“Let’s serenade the eggs, girls!” she said. “Just follow me!”

And the people in the front seats of the trolley heard a hearty chorus of young voices ringing out from the two back seats:

Good-bye, little eggs, good-bye—
Don’t cry, little eggs, don’t cry;
Although you break for our sweet sake
While we’re marching away upon a picnic—
Good-bye, little eggs, good-bye—
By and bye, little eggs, by and bye
We’ll be eating up our lunch, but we won’t have
you to crunch—
Good-bye, little eggs, good-bye!

The girls were in fits of laughter by the time they had done singing Louise’s doggerel.

“And yet—it really is silly!” said Marie consideringly when they were done.

“Don’t insult my beautiful, high-brow pome,” said Louise cheerfully, hopping out of the trolley, for they were at their journey’s end. “Who’s going to fetch water?
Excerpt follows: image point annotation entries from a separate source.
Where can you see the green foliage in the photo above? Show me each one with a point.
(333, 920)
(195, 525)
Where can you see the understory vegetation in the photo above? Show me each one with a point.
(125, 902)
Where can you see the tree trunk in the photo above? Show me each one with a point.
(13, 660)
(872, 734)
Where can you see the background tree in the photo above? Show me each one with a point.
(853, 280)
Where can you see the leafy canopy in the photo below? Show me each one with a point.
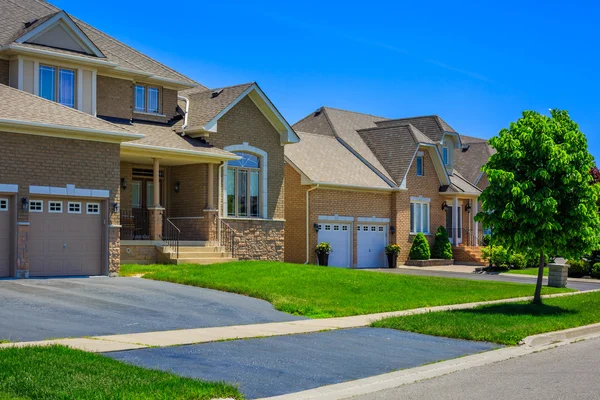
(541, 196)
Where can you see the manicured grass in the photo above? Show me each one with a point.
(526, 271)
(321, 292)
(503, 323)
(61, 373)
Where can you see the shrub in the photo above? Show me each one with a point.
(595, 271)
(518, 261)
(577, 268)
(420, 248)
(442, 247)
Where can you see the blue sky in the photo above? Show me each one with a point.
(475, 64)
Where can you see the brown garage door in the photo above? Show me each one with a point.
(5, 241)
(65, 237)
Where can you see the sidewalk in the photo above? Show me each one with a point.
(111, 343)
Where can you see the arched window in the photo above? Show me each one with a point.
(243, 186)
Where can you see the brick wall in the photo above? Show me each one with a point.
(4, 72)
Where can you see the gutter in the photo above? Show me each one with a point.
(308, 223)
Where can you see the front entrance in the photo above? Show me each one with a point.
(450, 226)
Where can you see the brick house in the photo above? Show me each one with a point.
(107, 155)
(360, 182)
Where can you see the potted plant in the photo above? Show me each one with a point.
(323, 249)
(392, 251)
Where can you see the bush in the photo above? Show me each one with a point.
(595, 271)
(577, 268)
(442, 247)
(420, 248)
(518, 261)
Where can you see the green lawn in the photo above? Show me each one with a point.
(321, 292)
(503, 323)
(61, 373)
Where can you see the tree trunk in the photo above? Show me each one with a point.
(537, 299)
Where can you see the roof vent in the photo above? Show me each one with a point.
(29, 23)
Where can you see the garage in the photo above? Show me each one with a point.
(65, 237)
(5, 242)
(339, 236)
(371, 242)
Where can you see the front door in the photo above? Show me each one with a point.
(451, 227)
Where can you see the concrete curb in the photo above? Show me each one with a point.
(532, 344)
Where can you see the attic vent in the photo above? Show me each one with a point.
(29, 23)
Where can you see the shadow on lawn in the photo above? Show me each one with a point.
(520, 309)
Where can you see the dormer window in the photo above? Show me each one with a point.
(147, 99)
(64, 91)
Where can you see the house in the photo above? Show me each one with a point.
(360, 182)
(108, 156)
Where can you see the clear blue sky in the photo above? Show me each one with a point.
(476, 64)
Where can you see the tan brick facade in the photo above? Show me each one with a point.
(56, 162)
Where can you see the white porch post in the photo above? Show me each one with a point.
(455, 221)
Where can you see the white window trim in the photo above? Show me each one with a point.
(74, 203)
(87, 208)
(36, 201)
(264, 160)
(51, 202)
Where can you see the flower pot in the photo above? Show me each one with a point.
(323, 259)
(392, 260)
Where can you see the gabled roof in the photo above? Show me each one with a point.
(20, 17)
(431, 125)
(206, 107)
(324, 160)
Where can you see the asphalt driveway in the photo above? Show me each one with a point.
(285, 364)
(38, 309)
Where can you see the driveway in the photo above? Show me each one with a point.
(286, 364)
(38, 309)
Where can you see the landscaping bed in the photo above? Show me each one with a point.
(60, 373)
(503, 323)
(322, 292)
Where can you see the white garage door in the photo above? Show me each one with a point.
(65, 237)
(372, 240)
(5, 241)
(339, 236)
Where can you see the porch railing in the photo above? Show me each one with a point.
(135, 224)
(171, 234)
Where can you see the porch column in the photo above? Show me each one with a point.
(156, 210)
(455, 221)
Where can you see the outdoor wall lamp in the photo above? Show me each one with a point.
(444, 206)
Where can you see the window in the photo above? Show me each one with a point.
(55, 207)
(146, 99)
(419, 217)
(64, 92)
(36, 206)
(74, 208)
(243, 186)
(420, 171)
(93, 208)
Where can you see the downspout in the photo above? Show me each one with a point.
(308, 224)
(187, 110)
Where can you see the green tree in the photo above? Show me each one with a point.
(541, 196)
(442, 247)
(420, 248)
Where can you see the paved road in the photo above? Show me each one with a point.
(38, 309)
(568, 372)
(286, 364)
(582, 286)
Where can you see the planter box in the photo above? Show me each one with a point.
(434, 262)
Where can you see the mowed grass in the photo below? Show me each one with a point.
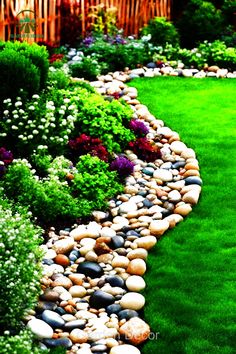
(191, 277)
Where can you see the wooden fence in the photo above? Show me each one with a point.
(30, 20)
(45, 21)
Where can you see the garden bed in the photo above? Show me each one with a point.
(92, 272)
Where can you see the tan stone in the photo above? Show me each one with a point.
(62, 281)
(191, 196)
(120, 261)
(136, 331)
(189, 173)
(78, 336)
(136, 267)
(135, 283)
(64, 246)
(77, 291)
(146, 242)
(158, 227)
(137, 253)
(183, 209)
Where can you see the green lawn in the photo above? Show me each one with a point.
(191, 278)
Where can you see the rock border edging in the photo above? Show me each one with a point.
(155, 198)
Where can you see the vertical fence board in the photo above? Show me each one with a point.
(131, 14)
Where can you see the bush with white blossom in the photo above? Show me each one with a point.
(19, 265)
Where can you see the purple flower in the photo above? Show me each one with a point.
(138, 127)
(5, 156)
(123, 166)
(88, 41)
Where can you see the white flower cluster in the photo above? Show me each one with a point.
(39, 121)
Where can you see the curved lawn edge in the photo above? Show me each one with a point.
(193, 267)
(172, 185)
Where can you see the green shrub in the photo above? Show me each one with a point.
(106, 120)
(118, 53)
(41, 160)
(87, 68)
(53, 198)
(22, 343)
(162, 32)
(48, 199)
(45, 119)
(216, 53)
(58, 79)
(200, 21)
(94, 179)
(81, 84)
(19, 266)
(16, 73)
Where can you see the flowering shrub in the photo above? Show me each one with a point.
(37, 122)
(87, 68)
(19, 266)
(122, 166)
(6, 157)
(138, 127)
(145, 150)
(55, 198)
(85, 144)
(56, 57)
(116, 52)
(161, 32)
(37, 55)
(27, 77)
(106, 120)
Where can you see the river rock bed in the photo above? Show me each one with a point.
(92, 273)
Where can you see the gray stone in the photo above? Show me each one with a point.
(53, 319)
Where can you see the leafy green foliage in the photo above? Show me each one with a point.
(161, 31)
(17, 73)
(19, 265)
(200, 21)
(55, 198)
(106, 120)
(117, 53)
(58, 79)
(215, 53)
(87, 68)
(45, 119)
(22, 343)
(49, 199)
(95, 179)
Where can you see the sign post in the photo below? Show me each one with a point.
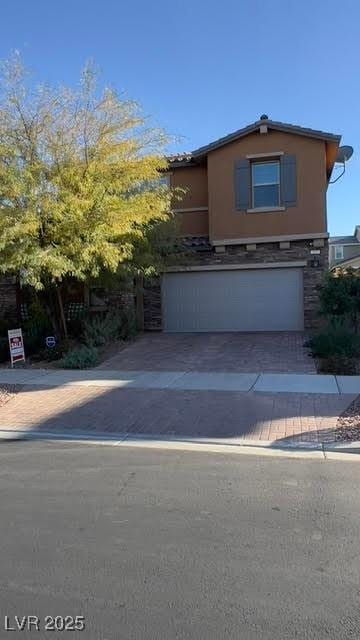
(16, 344)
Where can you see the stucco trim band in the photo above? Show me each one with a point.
(262, 239)
(253, 156)
(190, 210)
(237, 267)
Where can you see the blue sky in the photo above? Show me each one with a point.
(204, 68)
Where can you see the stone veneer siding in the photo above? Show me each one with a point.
(266, 253)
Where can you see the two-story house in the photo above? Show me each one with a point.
(344, 251)
(254, 219)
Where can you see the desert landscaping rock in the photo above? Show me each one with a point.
(348, 424)
(7, 392)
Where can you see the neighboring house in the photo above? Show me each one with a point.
(254, 221)
(344, 251)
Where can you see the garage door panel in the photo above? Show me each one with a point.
(238, 300)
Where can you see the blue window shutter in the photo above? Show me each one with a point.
(288, 180)
(242, 184)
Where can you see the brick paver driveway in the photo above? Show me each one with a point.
(188, 414)
(226, 352)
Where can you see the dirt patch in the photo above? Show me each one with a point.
(348, 424)
(8, 391)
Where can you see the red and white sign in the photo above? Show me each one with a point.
(16, 345)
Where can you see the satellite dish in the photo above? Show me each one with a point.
(344, 154)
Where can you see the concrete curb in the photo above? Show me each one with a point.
(187, 380)
(323, 451)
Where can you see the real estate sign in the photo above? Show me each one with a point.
(16, 345)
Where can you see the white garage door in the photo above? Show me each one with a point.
(238, 300)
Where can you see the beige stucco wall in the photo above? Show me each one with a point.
(194, 180)
(350, 251)
(226, 222)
Don’t all speak at once.”

“We’ll get the water,” Edith promised, speaking for herself and Marie. “It won’t be as hard on my poor clothes as frying bacon.”

So the two of them took the kettle and started off.

The place the girls had chosen for their bacon-bat was a little wood at the end of the trolley-line, which possessed a spring, and an open, sheltered sort of ravine where picnickers were wont to build their fires. The girls sauntered along in ones and twos till they reached this ravine, set down the things they carried, and scattered to look for sticks.

Winnie and Helen, peacefully gathering wood as they went, suddenly heard screams, and dropped their wood and ran toward the sound.